Thorner looked at Jeopardy. From what he could see in her porcelain features, she wasn't fazed by David's words. "What about you?"

She folded her arms and pouted. "It's pretty easy to give up your identity when you didn't want it in the first place. You see this?" she pulled a two-inch bladed knife from a small holster on her belt and waved it under Thorner's nose, "The first time I used this was to kill my old man. My mom had slipped it under my pillow, and when he came in drunk that night and tried to fuck me again, I stuck it in his liver."

"How old were you?"

"Thirteen."

"Jesus." Thorner wasn't used to this level of empathy and it washed over his nervous system like a new tide. It was a good feeling, to feel this bad for someone. It was bittersweet. It felt like an old program being launched, one that was in dire need of updates.

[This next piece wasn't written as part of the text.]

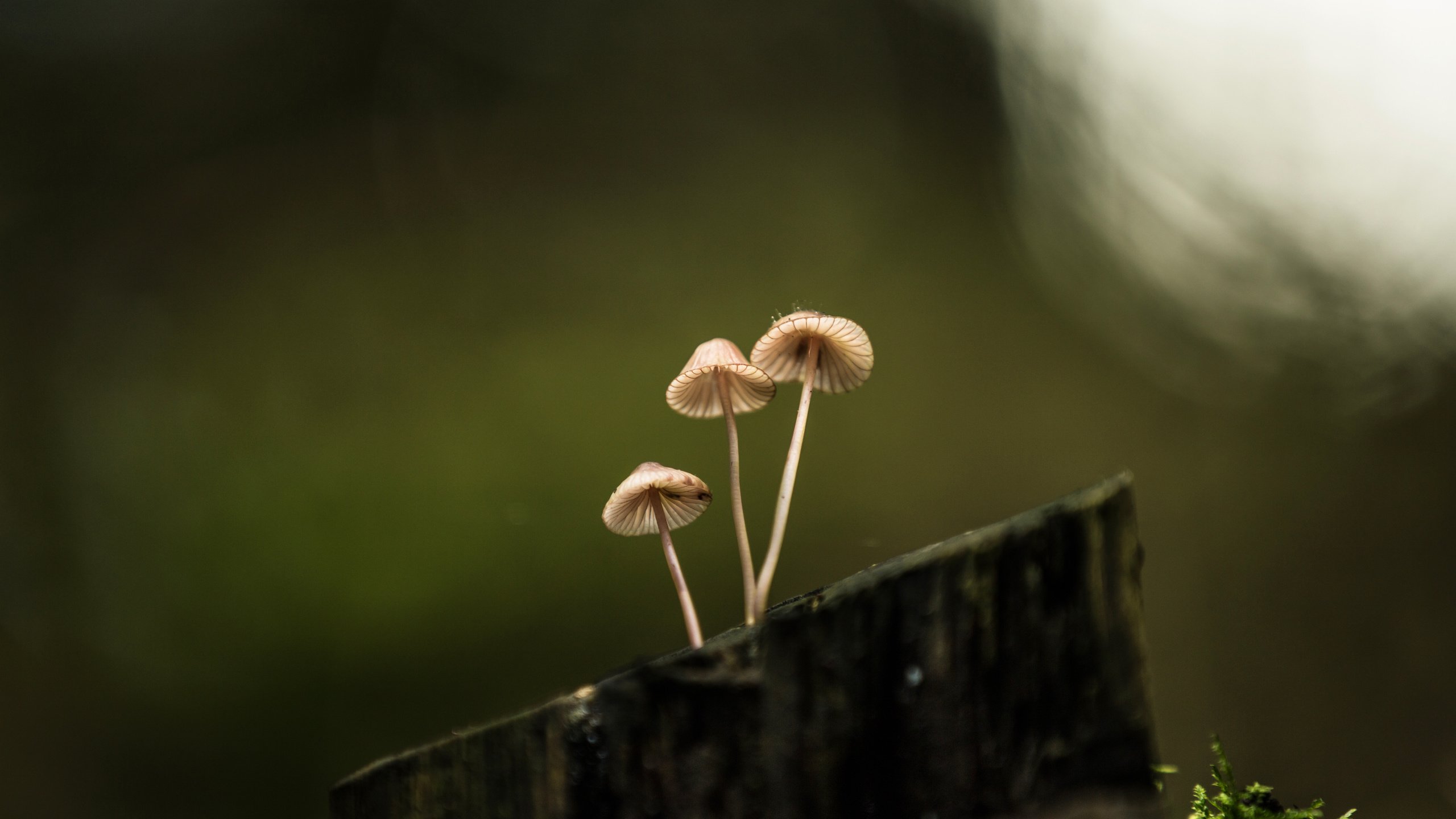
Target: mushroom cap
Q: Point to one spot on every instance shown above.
(695, 391)
(845, 351)
(630, 509)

"It's fine. After eight years, he had it coming you know what I mean? Anyway, my point is - after that I went on the run. My mom took the rap, did six years inside for it, I never saw her again. I went off the Grid and started running with various biker gangs up the west coast. This one night, we came across a little house way out in the middle of nowhere and needed food and alcohol so decided to see what they had. All the lights were on, but someone had gotten there before us and killed the entire family, probably only an hour before. Anyway, I took the daughter's arm piece off her while she was still warm and used her profile, that did me long enough to learn how to work the sub-Grid and grift between profiles as and when I needed to."

"So you've not been you for so long, it doesn't matter who you are, that's what you're saying?" asked Thorner.

"Yes."

"So how did you end up working for Bill Kruke?"

"He showed up on the sub-Grid one day looking for people with profile hacking expertise, so I replied. Things were getting shitty with the bikers I was with, so I just got up in the middle of the night, stole the bike with the most energy in the cell and went to work for Kruke."

"And never looked back."

"What's the point of looking back? What's there?" she spat - her eyes flashed like a blade in a nighttime alley fight. "It's like our newborn in the back seat was saying, it's just zeroes and ones on a server somewhere, who gives a shit."

"No, I can't accept that," said Thorner, firmly. "I can't just accept that everything you've felt, experienced, only exists because you checked in to the location, or updated your profile status, or whatever. How can it? What about your feelings?"

"Feelings change, Thorner. Memories are selective and unreliable. These things fade if they're not documented in images, text, connections. It's that permanent record that OraCorp own. They own the only tangible evidence that any of us ever existed, or meant anything to anyone else."

"So when I die, I will never have been alive?"

"Of course - once everyone who has met you and shared experiences with you over your lifetime have also died, there's nobody to feel anything for you, or remember you. The only chance you have to remain after physical death is to leave some remnants that can be audited, searched for, connected to others. Write a book, or a symphony, paint a fucking picture! If you can't do those things - and let's face it most people can't - this digital tapestry is all they can hope for."

Thorner knew she was right, and was too tired to argue anyway. It depressed him deeply but he couldn't argue with the logic of it, he'd known it for five years already - he'd died the day Martha had died.